Senior Beacon Michael Toscano
Playboy’s Dark Comedy with an Irish brogue
-Michael Toscano
The most Irish place to be around here this St. Patrick’s Day may well turn out to be the Church Street Theatre, where a lively production of The Playboy of the Western World is being presented by the Keegan Theatre.
Playboy, the J.M. Synge comedy with dark undertones, caused riots at Dublin’s Abbey Theatre when it first opened in 1907. Things have calmed down since then in the audience, but there is still plenty of excitement on stage as a tightly knit ensemble wallows in Synge’s flamboyantly musical dialogue.
Yes, wallows is the correct word, as the denizens of the impoverished and rather wild northwest coast of Ireland rapidly spill sentences rotund with extravagantly crafted blarney, all in a rich brogue.
One has to adjust ears accustomed to everyday English, which seems sterile and weak by comparison. On opening night, much of the dialogue in the first few scenes was lost to blurry brogues, much of it dribbling from the mouths of characters brim-full of drink.
But either the actors eventually slowed down or audience ears sped up and learned to decipher the dense dialect, and the ornate beautify of Synge’s wordplay could eventually be savored.
This is a quirky tale of Christy Mahon (played by Carlo Bustamante), a lightly befuddled young man who wanders into a village declaring he has just killed his bully of a father with a blow to the head.
He is immediately cast as a folk hero, and his combination of good looks and apparent lack of guile makes him especially alluring to the lasses and ladies alike.

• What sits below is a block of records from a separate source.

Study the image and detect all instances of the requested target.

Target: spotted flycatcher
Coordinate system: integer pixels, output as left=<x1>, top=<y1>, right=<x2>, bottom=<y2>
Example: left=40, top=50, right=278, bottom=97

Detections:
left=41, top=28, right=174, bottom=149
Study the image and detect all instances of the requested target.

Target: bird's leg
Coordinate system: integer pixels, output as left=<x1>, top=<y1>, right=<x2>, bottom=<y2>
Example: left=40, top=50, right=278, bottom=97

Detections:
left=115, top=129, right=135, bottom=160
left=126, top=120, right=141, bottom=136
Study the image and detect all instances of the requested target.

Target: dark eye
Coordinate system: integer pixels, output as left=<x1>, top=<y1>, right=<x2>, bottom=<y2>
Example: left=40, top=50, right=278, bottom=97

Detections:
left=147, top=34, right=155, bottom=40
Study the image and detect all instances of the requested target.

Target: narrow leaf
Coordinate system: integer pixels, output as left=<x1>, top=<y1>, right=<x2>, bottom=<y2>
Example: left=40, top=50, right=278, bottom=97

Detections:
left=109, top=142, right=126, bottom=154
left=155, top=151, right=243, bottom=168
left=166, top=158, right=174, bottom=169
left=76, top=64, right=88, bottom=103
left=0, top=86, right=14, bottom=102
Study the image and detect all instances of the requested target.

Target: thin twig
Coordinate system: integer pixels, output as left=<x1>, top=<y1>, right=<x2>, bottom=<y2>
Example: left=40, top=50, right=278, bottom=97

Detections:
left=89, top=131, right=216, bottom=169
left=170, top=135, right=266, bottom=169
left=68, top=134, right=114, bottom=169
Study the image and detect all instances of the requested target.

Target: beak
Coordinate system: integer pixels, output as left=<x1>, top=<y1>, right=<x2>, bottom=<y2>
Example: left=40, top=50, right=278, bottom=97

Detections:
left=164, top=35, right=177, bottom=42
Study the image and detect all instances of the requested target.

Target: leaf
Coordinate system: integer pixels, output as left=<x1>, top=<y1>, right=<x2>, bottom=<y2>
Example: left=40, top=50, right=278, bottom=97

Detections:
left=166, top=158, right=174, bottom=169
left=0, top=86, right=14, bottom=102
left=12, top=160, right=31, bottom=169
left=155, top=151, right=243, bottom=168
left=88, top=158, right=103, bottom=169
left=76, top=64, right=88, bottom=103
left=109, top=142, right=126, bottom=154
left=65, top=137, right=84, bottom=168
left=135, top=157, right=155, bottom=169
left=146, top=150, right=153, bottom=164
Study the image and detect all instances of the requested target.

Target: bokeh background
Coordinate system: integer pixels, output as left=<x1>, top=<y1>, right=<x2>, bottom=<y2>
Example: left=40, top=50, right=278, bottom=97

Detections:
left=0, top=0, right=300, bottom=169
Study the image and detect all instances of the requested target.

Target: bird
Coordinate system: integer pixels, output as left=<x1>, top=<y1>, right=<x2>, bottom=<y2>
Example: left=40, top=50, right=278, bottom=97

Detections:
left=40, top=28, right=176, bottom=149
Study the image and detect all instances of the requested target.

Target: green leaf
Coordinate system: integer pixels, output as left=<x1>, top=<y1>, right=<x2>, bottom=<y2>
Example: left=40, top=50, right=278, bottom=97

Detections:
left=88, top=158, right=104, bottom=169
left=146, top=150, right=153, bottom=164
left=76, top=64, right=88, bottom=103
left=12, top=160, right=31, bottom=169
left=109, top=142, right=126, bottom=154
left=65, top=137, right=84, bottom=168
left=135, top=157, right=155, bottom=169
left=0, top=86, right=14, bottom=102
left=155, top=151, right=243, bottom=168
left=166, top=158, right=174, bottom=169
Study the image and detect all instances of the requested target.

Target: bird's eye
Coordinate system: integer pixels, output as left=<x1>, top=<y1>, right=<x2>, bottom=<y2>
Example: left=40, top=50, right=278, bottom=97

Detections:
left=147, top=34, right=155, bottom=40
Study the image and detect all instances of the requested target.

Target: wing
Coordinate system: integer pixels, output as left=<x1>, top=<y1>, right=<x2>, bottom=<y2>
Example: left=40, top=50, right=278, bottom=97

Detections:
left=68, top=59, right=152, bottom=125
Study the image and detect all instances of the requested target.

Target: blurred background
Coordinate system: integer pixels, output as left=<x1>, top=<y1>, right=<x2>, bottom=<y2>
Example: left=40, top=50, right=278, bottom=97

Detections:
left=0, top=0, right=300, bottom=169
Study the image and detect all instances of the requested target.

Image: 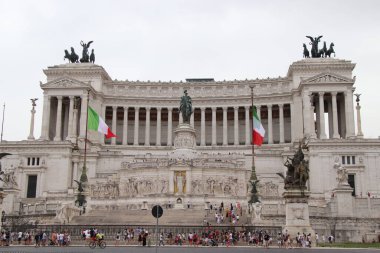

Because the villagers treat him as a hero, Pegeen (Helen Pafumi), a lovelorn but feisty barmaid, and the crafty Widow Quin (Maggie Bush) compete for his attention and affections rather than turning him over to the police.
But when the supposedly dead father, Old Mahon (Kevin Adams), stumbles into the same pub – bloody and slightly dazed, but certainly not dead --- Christy’s fortunes change, and the fickle nature of hero worship is exposed.
Comedy turns dark
Played strictly for laughs in the first act, but with a darker, more complex second act, this production of Playboy successfully displays Synge’s insight into the petty illusions that humans conjure up to avoid dealing with everyday misery.
Director Mark Rhea has taken a few liberties, both with the script and with the inclusion of some sprightly sight gags, but the gamble pays of nicely. For example, he puts the playwright on the stages several times, with actor Mark Adams speaking to the audience and using comments taken from a preface Synge wrote for a printed version of the play.
This helps frame the story and its themes, and makes it clear that the tale springs from an imaginative mind. The stark realism of Irish theatre of the era is not to be expected.
Rhea’s directing is steady and his cast ably conveys a nuanced atmosphere of both humor and tragedy. The energy created by the physical comedy of some early sequences is smoothly transformed into several blood-chilling and dark scenes of beautifully choreographed violence later.
Skillful acting The actors never mug; they play the comedy as straight as the drama, and allow the playwrights’ language to weave its spell.
Bustamante creates a goofy young man who is often baffled by what happens around him. At the same time, he retains the considerable animal charm that makes the female swooning in his presence believable.
Christy, unsure of the reaction he will get when he first tells of his deed, soon grows comfortable with the adulation and becomes something of a braggart, embellishing what he thinks is the murder with each retelling.
Pafumi’s Pegeen and Bush’s Widow Quin are both formidable in their own way. Christy is hardly a match for either of them, when all is said (and re-said) and finally done.
Pafumi is simultaneously brassy and vulnerable, while Bush brings to life a woman who can barely contain the repressed passions beneath her cunning mask of a face. She reveals a dash of unexpected poignancy near the end of the first act, allowing us to see some profound unease beneath the seductive posing.
Kevin Adams may actually be the audience favorite, snarling and stomping around as the battered but lusty old man who can’t seem to ever exit the pub without first planting a robust kiss square on Widow Quin’s full lips. Each of the remaining supporting roles is played with color and charm by Rhea’s handpicked cast.
The solid and meticulously detailed pub interior designed by George Lucas is both realistic and a bit fanciful. Its grime and mean aspect speak of the grinding poverty of this region, and one can almost smell the stale spilled ale and the reek of old tobacco.
But it also seems a place where spirits can soar on the slenderest hope, and the beauty of language can be explored while the mundane details of a hardscrabble existence are ignored.
The good theater patrons of Dublin a century ago were aghast at the depiction of their coastal brethren as drunken, bumptious heathens who casually exalt a man for murder and just as easily turn on him. They were also annoyed by Synge’s bending of realism.
But we don’t have to worry about any of those things and can just enjoy this playboy and his fated encounter with some merry peasants.